Considering all the above “exceptional” cases, one can deduce that the President can act independently under the constitution in certain cases as per the law. The issue is, does he? In effect, the President never takes any decision without consulting his council, except of course, the appointment of the Prime Minister. However, the President always seeks guidance and advice from some authority or the other. The truth is that to govern a country of over one billion people, single handedly, and without the direction of any other able body, is quite an impossible task to achieve.
But, if, subject to a few exceptional cases, the President of India is bound to act only in accordance with the advice received from the council of ministers, question naturally arises what would then be the justification of having a President over the head of the council of ministers?

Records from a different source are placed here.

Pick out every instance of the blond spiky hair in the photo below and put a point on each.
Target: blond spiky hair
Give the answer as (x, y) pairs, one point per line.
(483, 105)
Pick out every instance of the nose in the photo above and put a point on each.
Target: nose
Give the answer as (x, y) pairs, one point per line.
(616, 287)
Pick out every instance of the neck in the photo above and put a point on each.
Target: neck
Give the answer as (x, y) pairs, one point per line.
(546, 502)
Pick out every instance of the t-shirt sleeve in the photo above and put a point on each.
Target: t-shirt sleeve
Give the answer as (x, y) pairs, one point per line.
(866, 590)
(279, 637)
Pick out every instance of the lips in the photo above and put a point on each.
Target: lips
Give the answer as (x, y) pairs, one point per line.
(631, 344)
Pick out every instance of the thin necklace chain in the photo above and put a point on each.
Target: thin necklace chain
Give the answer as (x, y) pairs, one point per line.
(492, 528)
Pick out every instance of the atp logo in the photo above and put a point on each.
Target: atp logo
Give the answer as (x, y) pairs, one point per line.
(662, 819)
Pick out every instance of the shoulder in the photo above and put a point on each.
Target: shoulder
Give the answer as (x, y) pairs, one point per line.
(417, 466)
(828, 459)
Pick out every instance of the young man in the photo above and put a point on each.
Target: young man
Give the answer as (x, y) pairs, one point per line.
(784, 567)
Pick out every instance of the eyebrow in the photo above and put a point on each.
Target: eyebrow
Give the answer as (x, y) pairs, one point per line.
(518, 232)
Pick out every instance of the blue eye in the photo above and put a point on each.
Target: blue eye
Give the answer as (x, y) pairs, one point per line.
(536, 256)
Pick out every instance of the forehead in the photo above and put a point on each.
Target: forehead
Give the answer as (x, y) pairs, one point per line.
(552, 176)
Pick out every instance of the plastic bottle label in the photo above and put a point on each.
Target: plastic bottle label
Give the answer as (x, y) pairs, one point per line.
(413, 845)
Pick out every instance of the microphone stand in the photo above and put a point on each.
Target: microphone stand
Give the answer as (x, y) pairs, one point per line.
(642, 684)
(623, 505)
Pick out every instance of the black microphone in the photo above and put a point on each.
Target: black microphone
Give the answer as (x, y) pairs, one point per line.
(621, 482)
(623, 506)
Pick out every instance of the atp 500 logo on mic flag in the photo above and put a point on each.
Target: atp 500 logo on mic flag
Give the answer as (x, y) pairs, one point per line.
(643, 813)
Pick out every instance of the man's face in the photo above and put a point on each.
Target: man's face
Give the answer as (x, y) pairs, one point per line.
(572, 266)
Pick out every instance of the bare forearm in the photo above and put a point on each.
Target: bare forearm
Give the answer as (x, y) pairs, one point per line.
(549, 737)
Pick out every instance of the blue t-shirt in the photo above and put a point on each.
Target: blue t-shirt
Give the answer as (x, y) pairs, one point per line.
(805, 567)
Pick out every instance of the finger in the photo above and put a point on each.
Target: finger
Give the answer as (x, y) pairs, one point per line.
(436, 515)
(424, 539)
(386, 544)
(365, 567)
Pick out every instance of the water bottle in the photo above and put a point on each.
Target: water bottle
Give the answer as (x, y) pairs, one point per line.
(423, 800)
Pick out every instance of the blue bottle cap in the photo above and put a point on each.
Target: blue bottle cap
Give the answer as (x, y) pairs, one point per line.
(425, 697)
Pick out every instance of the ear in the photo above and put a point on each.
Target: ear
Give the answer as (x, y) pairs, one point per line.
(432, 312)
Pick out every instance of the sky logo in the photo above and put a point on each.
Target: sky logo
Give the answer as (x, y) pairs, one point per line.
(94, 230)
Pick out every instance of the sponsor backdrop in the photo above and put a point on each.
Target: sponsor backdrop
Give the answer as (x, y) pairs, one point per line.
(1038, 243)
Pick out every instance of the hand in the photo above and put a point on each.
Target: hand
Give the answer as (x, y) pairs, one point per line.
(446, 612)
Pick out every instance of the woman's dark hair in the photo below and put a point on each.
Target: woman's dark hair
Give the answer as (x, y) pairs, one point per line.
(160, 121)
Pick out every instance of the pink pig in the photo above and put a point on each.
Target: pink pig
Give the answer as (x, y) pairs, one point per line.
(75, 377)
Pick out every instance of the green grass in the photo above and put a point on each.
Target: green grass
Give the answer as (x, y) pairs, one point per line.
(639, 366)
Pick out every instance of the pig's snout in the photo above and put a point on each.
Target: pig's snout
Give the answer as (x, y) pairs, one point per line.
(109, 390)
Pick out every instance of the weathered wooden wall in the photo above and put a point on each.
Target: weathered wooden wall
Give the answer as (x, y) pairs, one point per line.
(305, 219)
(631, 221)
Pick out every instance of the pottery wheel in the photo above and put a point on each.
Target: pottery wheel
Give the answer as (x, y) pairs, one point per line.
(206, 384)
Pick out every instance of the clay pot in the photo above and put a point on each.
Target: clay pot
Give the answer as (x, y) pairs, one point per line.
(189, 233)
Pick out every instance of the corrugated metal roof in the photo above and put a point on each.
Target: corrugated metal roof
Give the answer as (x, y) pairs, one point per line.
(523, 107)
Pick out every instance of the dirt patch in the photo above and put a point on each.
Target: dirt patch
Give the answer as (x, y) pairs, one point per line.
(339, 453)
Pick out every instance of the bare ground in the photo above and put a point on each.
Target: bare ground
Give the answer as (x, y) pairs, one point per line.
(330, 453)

The justification to this is the same as in England. [26] The 42nd amendment has made it clear that the President under the Indian constitution shall be the same as that of a constitutional ruler such as the monarch in England.
The governmental powers which as a matter of legal form are vested in the queen are n practice exercised according to the laws, customs and conventions of the convention and they are either exercised either by the queen on the advice of her ministers or by her ministers in her name. [27]
conclusion
In an elaborately written constitution, there is explicit provision making the ministerial advice binding upon the President. “In the absence of written provisions to the contrary, the President could not and shall not, act, except on the advice of his ministers.” [28]
In the presence of a categorical provision, it is difficult to agree, that the Ministerial advice is not binding on the President in all matters and situations. Political expediency may also necessitate acceptance of ministerial advice. It is argued that acceptance of the advice of the council of ministers is the essence of parliamentary democracy. This holds good in the British parliamentary democracy. But the form of government prescribed for India is not a purely parliamentary one, nor is it a system exactly patterned on the British model. Hence, the argument of automatic acceptance of ministerial advice may not hold good in the context of the Indian conditions and provisions of the constitution. This is undoubtedly, a highly optimistic expectation. Dr. Ambedkar and Dr. Rajendra Prasad incessantly debated on the connotation of the word ‘shall’ during the Constituent Assembly debates. While Dr. Rajendra Prasad was hesitant about the bindingness of the word ‘shall’, Dr. Ambedkar insisted that every President of India must act upon the advice on some body of ministers. [29]
Such an important question was ultimately left entirely to be regulated by conventions. The relationship between the President and his council of ministers and their roles in their respective spheres of activity were left to be regulated by constitutional conventions.